9- Finalmente, Zapatero, pese a presumir de humildad, no es humilde en absoluto (“Dime de lo que presumes…”). Ahora dice que, tras las elecciones, va a escuchar el mensaje de los votantes y “reconocer los errores”. Traducimos: Zapatero reconoce que, en los pasados cuatro años, ha realizado algunas jugadas demasiado arriesgadas en su particular ajedrez político –como se sabe, Zapatero es aficionado al ajedrez-: jugadas que a punto han estado de salirle mal. En determinados momentos, se ha visto casi acorralado por su imprudencia y, al borde del precipicio, se le han puesto los huevos de corbata. Ahora sabe que, tácticamente, y al menos por un tiempo, es hora de recular y aparecer como “hombre de Estado”. Pero todo esto no tiene nada que ver con reconocer de verdad los errores que uno ha cometido. Zapatero –y no siento placer en decirlo- se ha mostrado, hasta ahora, incapaz de realizar un verdadero acto de humildad, es decir, un acto de grandeza moral. Sabe decir “me he arriesgado demasiado”, pero no sabe decir “he hecho mal y lo reconozco”. No tiene valor para mirarse en el espejo de la realidad y verse como realmente es. Aunque, ciertamente, este es un defecto que comparte con otros muchos políticos: la insuperable dificultad para reconocer un error, pedir perdón por él y, en la medida de lo posible, corregirlo.

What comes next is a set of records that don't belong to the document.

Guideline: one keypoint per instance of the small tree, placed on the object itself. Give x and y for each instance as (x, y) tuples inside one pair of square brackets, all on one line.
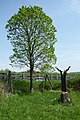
[(32, 36)]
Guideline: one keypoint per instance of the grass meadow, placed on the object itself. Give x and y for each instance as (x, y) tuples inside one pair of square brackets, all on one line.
[(39, 106)]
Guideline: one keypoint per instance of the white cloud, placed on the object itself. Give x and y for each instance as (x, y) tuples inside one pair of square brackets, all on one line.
[(75, 5)]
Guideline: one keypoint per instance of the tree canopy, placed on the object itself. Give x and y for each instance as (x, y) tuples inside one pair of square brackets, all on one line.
[(32, 36)]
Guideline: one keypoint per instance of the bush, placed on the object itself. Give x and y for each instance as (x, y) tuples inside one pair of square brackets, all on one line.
[(74, 84), (20, 87)]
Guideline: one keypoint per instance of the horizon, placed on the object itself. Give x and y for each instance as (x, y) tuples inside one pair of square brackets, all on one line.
[(66, 19)]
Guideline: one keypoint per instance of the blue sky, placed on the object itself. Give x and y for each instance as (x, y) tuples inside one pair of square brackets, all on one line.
[(66, 19)]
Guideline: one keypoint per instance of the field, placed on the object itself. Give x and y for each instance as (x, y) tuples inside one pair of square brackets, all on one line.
[(39, 105)]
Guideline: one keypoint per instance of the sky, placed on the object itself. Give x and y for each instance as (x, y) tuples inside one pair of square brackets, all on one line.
[(66, 19)]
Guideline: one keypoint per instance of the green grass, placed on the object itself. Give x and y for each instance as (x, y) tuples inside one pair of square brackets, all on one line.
[(39, 106)]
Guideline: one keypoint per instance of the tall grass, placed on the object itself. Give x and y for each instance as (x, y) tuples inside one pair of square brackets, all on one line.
[(39, 106)]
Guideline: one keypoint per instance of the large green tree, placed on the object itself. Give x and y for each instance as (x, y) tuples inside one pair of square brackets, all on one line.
[(32, 36)]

Epílogo confuso: entre la esperanza y el pesimismo
Ciertamente, con las anteriores consideraciones no creo haber agotado todo lo que se puede decir sobre José Luis Rodríguez Zapatero. Pero, en conjunto, me parece que sirven para definir de una manera suficientemente correcta el carácter de nuestro actual presidente, a la luz de su actuación pública durante los últimos años: un presidente adolescente, escasamente responsable, poco apto para gobernar un país y que todavía no se ha enterado de que ni la vida ni la política son un juego. Pero tal es el hombre que, en virtud de unas circunstancias azarosas, hoy tiene en sus manos el timón de la nave nacional. ¿El castigo a los pecados nacionales cometidos desde una Transición mucho menos bien hecha de lo que se dice? ¿Némesis vengándose con justicia de una España tan adolescente como su presidente actual? Es probable. Pero en nuestras manos está, ya desde ahora mismo, trabajar para que, en un futuro, España se merezca tener un presidente mejor que el que actualmente tiene. Y ello pese a las desalentadoras perspectivas que vislumbramos tanto en un PSOE hoy feliz y tranquilo como en un PP carcomido por el virus de la mediocridad y la cobardía.